Communities on the frontline of the climate crisis need money to prepare for emergencies, rebuild from disasters and access renewable energy but they don't have enough of it.

This doesn't have to be the case. By properly taxing polluters profiting from driving the climate crisis, cancelling debts for countries impacted by the crisis and reforming international financial institutions, we could ensure that communities hardest hit by the climate emergency have the 'climate finance' they need to tackle it.

Rather than paying the price for a crisis they have done least to cause, the countries most vulnerable to the climate emergency would have the money they need to build flood defences, install early-warning systems and provide renewable energy to communities living without access to electricity.

Summary of CAFOD's report on international climate finance

Climate change is laying waste to the world around us. Whether it’s more severe natural disasters, famines, water scarcity, decreasing biodiversity, or people being forcibly displaced from their homes, the climate crisis impacts everyone, everyday – though not to an equal extent.

Heeding the calls of our partners in climate-vulnerable countries (CVCs) and drawing on Catholic Social Teaching, we put forward several changes to the global economic architecture. These are aimed at increasing the resources available to, and autonomy of, these countries, enabling them to tackle the challenges the climate crisis has created.

To mitigate and adapt to climate change, CVCs will need enormous resources. The Intergovernmental Panel on Climate Change, the UN's top climate science body, has calculated that the sum of money ‘developing countries’ will need could be up to $5.9 trillion before 2030.

The reforms that are needed to unlock this finance go beyond aid alone, and should align with the moral imperative that it is public and grant-based money from high-income, large, and historically polluting countries that must make up the vast majority of global climate finance.

Indeed, the three themes we identify supplement, rather than replace, public, new and additional, and grant-based investment: they would not, and should not, provide all the money that is needed. But they would ensure major polluters pay their fair share towards the climate clean-up; tackle the injustice of CVCs paying five times more on debt interest payments than on climate action; and move us towards international financial institutions that are more representative of CVCs.

Key recommendations

Our discussion paper sets out three innovative sources of finance to tackle climate change:

  1. Fix the broken tax architecture:

    Major polluter companies and countries, not the average taxpayer, must be the ones who pay for the damage they have caused – through progressive measures like fossil fuel and wealth taxes and by closing tax haven loopholes.

  2. Resolve the new global sovereign debt crisis:

    Extortionate interest rates on private sector loans are severely limiting the ability of climate-vulnerable countries to spend on climate action without risking default. The UK government must introduce robust legislation to compel private creditors to take part in debt resolution frameworks on equal terms to other lenders.

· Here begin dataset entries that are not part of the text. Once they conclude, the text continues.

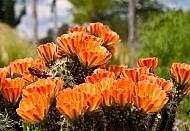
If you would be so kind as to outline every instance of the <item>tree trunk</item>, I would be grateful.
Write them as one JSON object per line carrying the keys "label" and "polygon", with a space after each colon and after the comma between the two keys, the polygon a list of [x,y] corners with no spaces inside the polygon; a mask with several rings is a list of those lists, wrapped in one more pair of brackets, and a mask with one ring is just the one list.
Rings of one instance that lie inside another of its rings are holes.
{"label": "tree trunk", "polygon": [[33,26],[33,44],[38,46],[38,20],[37,20],[37,0],[32,0],[32,26]]}
{"label": "tree trunk", "polygon": [[128,42],[130,45],[131,61],[130,65],[135,66],[135,1],[129,0],[129,36]]}
{"label": "tree trunk", "polygon": [[52,15],[53,15],[53,41],[56,42],[57,38],[57,10],[56,10],[56,0],[52,3]]}

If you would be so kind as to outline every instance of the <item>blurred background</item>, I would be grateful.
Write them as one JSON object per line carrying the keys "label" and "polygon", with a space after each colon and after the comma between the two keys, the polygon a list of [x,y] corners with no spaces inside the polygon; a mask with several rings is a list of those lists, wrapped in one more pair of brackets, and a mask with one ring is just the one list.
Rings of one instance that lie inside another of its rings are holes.
{"label": "blurred background", "polygon": [[[165,79],[173,62],[190,64],[190,0],[0,0],[0,67],[35,58],[40,44],[91,22],[119,34],[114,64],[135,67],[136,59],[156,56],[156,74]],[[190,119],[190,97],[179,119]]]}

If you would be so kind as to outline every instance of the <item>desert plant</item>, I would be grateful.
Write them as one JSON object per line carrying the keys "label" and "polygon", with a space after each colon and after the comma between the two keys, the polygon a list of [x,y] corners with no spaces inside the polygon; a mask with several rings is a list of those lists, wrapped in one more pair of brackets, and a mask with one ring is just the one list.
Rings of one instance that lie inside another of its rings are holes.
{"label": "desert plant", "polygon": [[173,63],[170,80],[155,74],[157,57],[137,68],[107,63],[119,36],[102,23],[74,27],[59,45],[37,47],[39,59],[0,69],[4,109],[18,130],[171,131],[190,94],[190,65]]}

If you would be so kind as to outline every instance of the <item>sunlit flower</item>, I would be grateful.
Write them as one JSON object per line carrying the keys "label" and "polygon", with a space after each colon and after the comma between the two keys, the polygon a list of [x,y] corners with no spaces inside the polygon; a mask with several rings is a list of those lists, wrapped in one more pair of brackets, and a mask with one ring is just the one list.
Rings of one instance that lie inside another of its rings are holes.
{"label": "sunlit flower", "polygon": [[69,120],[77,120],[86,112],[88,106],[83,94],[71,88],[60,91],[56,98],[56,108]]}
{"label": "sunlit flower", "polygon": [[111,95],[111,90],[108,90],[108,89],[103,90],[101,94],[102,94],[102,103],[101,103],[101,105],[103,107],[109,107],[109,106],[111,106],[112,103],[113,103],[113,99],[112,99],[112,95]]}
{"label": "sunlit flower", "polygon": [[152,73],[141,74],[140,80],[148,80],[150,83],[160,85],[161,89],[164,90],[166,93],[171,93],[171,91],[173,90],[173,84],[170,80],[165,80]]}
{"label": "sunlit flower", "polygon": [[32,92],[43,92],[50,100],[53,100],[58,92],[62,89],[63,81],[60,78],[47,78],[39,79],[38,81],[28,85],[26,89],[23,90],[23,96],[27,97],[28,94]]}
{"label": "sunlit flower", "polygon": [[84,94],[84,99],[88,105],[87,111],[91,112],[99,109],[102,97],[100,90],[97,88],[97,85],[91,83],[83,83],[80,85],[75,85],[73,88],[78,92]]}
{"label": "sunlit flower", "polygon": [[3,98],[12,104],[16,104],[21,96],[26,81],[23,78],[7,78],[2,86]]}
{"label": "sunlit flower", "polygon": [[157,57],[150,57],[150,58],[140,58],[137,60],[137,65],[139,67],[147,66],[151,73],[154,73],[155,68],[158,65],[158,58]]}
{"label": "sunlit flower", "polygon": [[42,59],[37,59],[32,63],[32,67],[36,68],[36,69],[42,69],[42,70],[46,70],[47,66],[44,60]]}
{"label": "sunlit flower", "polygon": [[104,90],[112,90],[115,84],[115,79],[113,78],[102,78],[100,81],[96,83],[100,91]]}
{"label": "sunlit flower", "polygon": [[3,72],[5,72],[6,78],[11,78],[12,77],[13,72],[11,70],[10,65],[3,67],[2,70],[3,70]]}
{"label": "sunlit flower", "polygon": [[133,103],[139,111],[154,113],[160,110],[168,101],[166,93],[159,85],[146,81],[139,81],[135,87]]}
{"label": "sunlit flower", "polygon": [[33,83],[37,81],[39,78],[32,74],[30,71],[25,71],[23,72],[23,78],[28,82],[28,83]]}
{"label": "sunlit flower", "polygon": [[114,89],[129,89],[134,90],[135,83],[132,79],[121,78],[114,82]]}
{"label": "sunlit flower", "polygon": [[121,107],[126,107],[132,103],[133,90],[130,89],[112,89],[111,95],[113,102]]}
{"label": "sunlit flower", "polygon": [[0,69],[0,91],[1,91],[3,83],[5,82],[5,79],[6,79],[5,72],[2,69]]}
{"label": "sunlit flower", "polygon": [[112,31],[108,26],[103,25],[102,23],[90,23],[87,27],[89,34],[100,37],[102,39],[103,45],[105,47],[112,47],[109,50],[111,53],[114,52],[113,45],[119,42],[119,35]]}
{"label": "sunlit flower", "polygon": [[102,78],[96,85],[101,91],[103,107],[109,107],[113,103],[111,90],[114,88],[115,79],[113,78]]}
{"label": "sunlit flower", "polygon": [[75,48],[75,53],[79,54],[80,52],[84,51],[97,52],[100,50],[100,48],[103,48],[101,44],[101,40],[97,37],[86,35],[86,37],[84,37],[84,39],[78,43],[78,46]]}
{"label": "sunlit flower", "polygon": [[87,30],[88,30],[89,34],[91,34],[91,35],[100,36],[101,30],[108,31],[110,29],[108,26],[103,25],[100,22],[96,22],[96,23],[90,23],[89,26],[87,27]]}
{"label": "sunlit flower", "polygon": [[57,42],[66,54],[76,55],[76,47],[79,46],[79,42],[83,40],[85,36],[84,32],[63,34],[57,38]]}
{"label": "sunlit flower", "polygon": [[106,47],[115,45],[119,42],[119,35],[112,30],[100,30],[99,37],[103,41],[103,45]]}
{"label": "sunlit flower", "polygon": [[99,51],[81,51],[77,56],[83,66],[91,68],[108,63],[112,54],[104,47],[101,47],[99,48]]}
{"label": "sunlit flower", "polygon": [[123,70],[127,69],[126,65],[110,65],[108,70],[115,73],[116,78],[118,78]]}
{"label": "sunlit flower", "polygon": [[190,84],[190,65],[185,63],[173,63],[170,68],[170,77],[178,85]]}
{"label": "sunlit flower", "polygon": [[33,92],[23,98],[16,112],[24,122],[38,124],[45,120],[48,115],[50,104],[49,98],[42,92]]}
{"label": "sunlit flower", "polygon": [[146,73],[149,73],[147,67],[125,69],[121,73],[121,78],[132,79],[134,82],[138,82],[140,79],[140,75]]}
{"label": "sunlit flower", "polygon": [[40,59],[44,60],[47,65],[51,65],[55,60],[57,60],[57,48],[57,45],[52,42],[40,45],[37,48],[37,52]]}
{"label": "sunlit flower", "polygon": [[190,84],[186,86],[186,88],[183,90],[183,96],[187,96],[190,94]]}
{"label": "sunlit flower", "polygon": [[84,28],[84,27],[82,27],[82,26],[77,26],[77,27],[73,27],[73,28],[70,28],[68,31],[67,31],[67,33],[69,34],[69,33],[73,33],[73,32],[84,32],[84,33],[86,33],[86,28]]}
{"label": "sunlit flower", "polygon": [[102,78],[115,78],[113,72],[107,71],[106,69],[96,69],[91,76],[87,76],[85,81],[87,83],[97,83]]}
{"label": "sunlit flower", "polygon": [[34,60],[32,58],[17,59],[10,64],[10,67],[14,74],[22,76],[32,66],[33,62]]}
{"label": "sunlit flower", "polygon": [[[107,79],[108,80],[108,79]],[[131,79],[117,79],[114,80],[113,87],[109,87],[112,96],[112,102],[121,107],[126,107],[127,105],[132,103],[132,96],[134,92],[134,82]],[[103,85],[103,84],[102,84]]]}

  3. Reform international financial institutions:

    Power within the World Bank and the International Monetary Fund in particular must be rebalanced to better represent CVCs in order to prevent the climate finance channelled through them from perpetuating existing injustices. This requires ending the outdated ‘gentleman’s agreement’ (which sees the heads of the IMF and World Bank always coming from Europe and the US respectively) and fairer allocation of voting rights.